さて、帰宅して玄関のところの鏡に映った自分を見たら、吹き出してしまった。なぜかって、あの男性が驚愕した意味が分かったからだ。私はニット帽を目深にかぶり、顔全体を柄入りの大きな布マスクで覆い、さらにわずかに出ている目のところはサングラスで覆っていた。これじゃあまるで強盗。驚かれるのも無理はない。あの方は私と会話したくなかったというより、シンプルに私の見た目が怖かっただけかも。

快く生きる日々 No.16 渡辺照子” に対して4件のコメントがあります。

  1. おっくん より:

    渡辺さんへ

     まずは「現在と過去と未来の交差するkanreki」の世界へようこそ!

    「継続は力なり」・・・が尊ばれるってことは、人間はやはり易きに流れるんだなあって、自分を振り返ってしまいますね🥲 
     でもSF的に明るい未来を展望した時に、現在の自分も肯定されるし、過去の経験も生かされてくるのはありがたいですね😊 
     このような好循環に陥ると、僕みたいな単純な人間ほどアドレナリンの匂いに敏感になって、更に匂いの方向に進んでいくことができる。「起こったことが最善の結果」なら善きも悪ろきも次の善の方向に向かえる原因となる、と思える今日この頃である。

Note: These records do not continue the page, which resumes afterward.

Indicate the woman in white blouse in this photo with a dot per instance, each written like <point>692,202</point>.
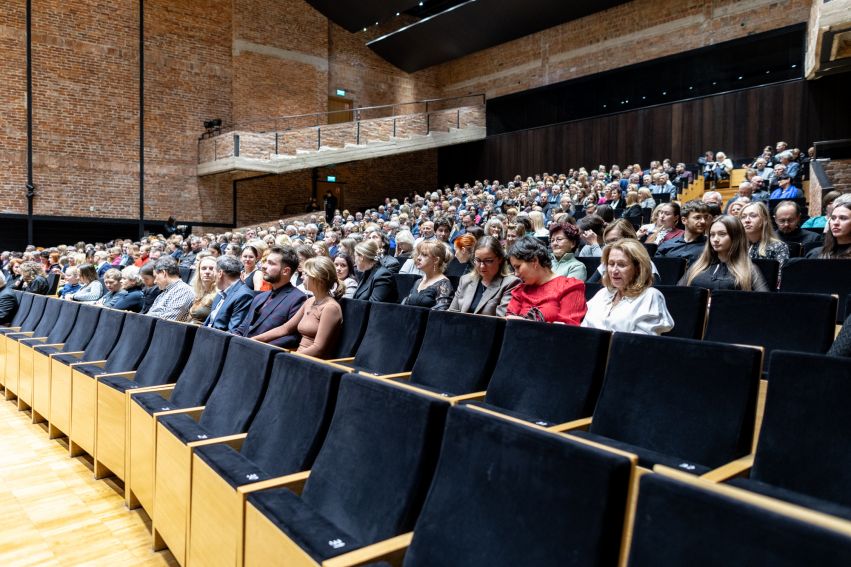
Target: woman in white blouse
<point>628,302</point>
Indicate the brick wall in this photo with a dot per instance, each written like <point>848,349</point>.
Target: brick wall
<point>624,35</point>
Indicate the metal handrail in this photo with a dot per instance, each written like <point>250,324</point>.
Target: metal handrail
<point>355,112</point>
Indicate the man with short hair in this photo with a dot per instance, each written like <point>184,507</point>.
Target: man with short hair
<point>787,215</point>
<point>273,308</point>
<point>692,241</point>
<point>233,298</point>
<point>175,296</point>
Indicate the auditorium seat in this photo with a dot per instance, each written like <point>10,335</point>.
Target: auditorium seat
<point>367,484</point>
<point>163,360</point>
<point>47,321</point>
<point>547,373</point>
<point>228,411</point>
<point>681,520</point>
<point>126,355</point>
<point>789,321</point>
<point>391,341</point>
<point>355,318</point>
<point>458,353</point>
<point>191,390</point>
<point>40,399</point>
<point>494,501</point>
<point>803,455</point>
<point>679,402</point>
<point>809,275</point>
<point>284,438</point>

     例えば最近の出来事(FBに投稿済み)に職場での勉強会で講師役の私に良い評価が立ったことに気を良くして、次回の月一回のミーティングからSFの時間をもらえないかともくろみ中。僕には良い感じに見えていた職場の女性陣に不協和音が出ていると小耳に挟んだので、事実であれば早めの対処が出来ればと思った次第。押さず引かずでやってみましょう!(相変わらず目の前の現象に行き当たりばったりの人生です)

    それはそうと次回、その人に出会ったら
    「おーい、おじいさんよー。せっかく渡辺さんに会うたんやったら、ゆっくりお話ししなはれ。そしたらよーく眠れるわ。」と伝えてくださいね。そしてその時はマスクを外した笑顔でね😁

    (ウォーキングが継続されていることを祈りつつ)

  2. 渡辺照子 より:

    おっ君、いつもコメントありがとうございます。
    この度もありがとうございます。

    にこちゃんマークを適切に使い分けているところ、いい感じだなって思います。
    それで、SF的境地を「原因」という言葉を使って表現している辺りが、
    おっ君、神の領域に足を突っ込んでいる感じがします。

    SFを学び実践していた組織を離れた後も、新たな組織で
    SF実践を進めているそのご姿勢、心の底から素敵だなあと思います。

    「押さず引かずでやってみましょう!」・・・これこそが上手くいくコツかなって
    思います。ぜひこれからも、その後のミーティングの様子とか
    教えてください。

    私と話すと相手の方がよく眠れる・・・その境地を目指したいです。

    それから、私のウオーキング(運動)を継続させる目的として、
    7月に屋久杉に会いに行くことを設定しました。
    屋久杉に会うためには一日10時間歩くそうですが、
    それを成功させるためのさらなる目的づくり、何にしようかな~。

    1. おっくん より:

       おはようございます。
      朝起きるとクリスマスプレゼントが届いていたように、優しい気持ちに。

       神・・・いつかは鳥や蝶のように自由に飛び回りたいですね。人間だけが悩める特権を得たのだから、今は楽しんでみることにしましょうか。屋久杉に出会ったら「長い間見守ってくれてありがとう」とお伝えくださいね♪☆

      1. 渡辺照子 より:

        おっ君、私の関わりが、お気持ちがやさしくなることにつながったとするなら、
        本当、嬉しいことです。屋久杉にきっと伝えます。尊敬と感謝を。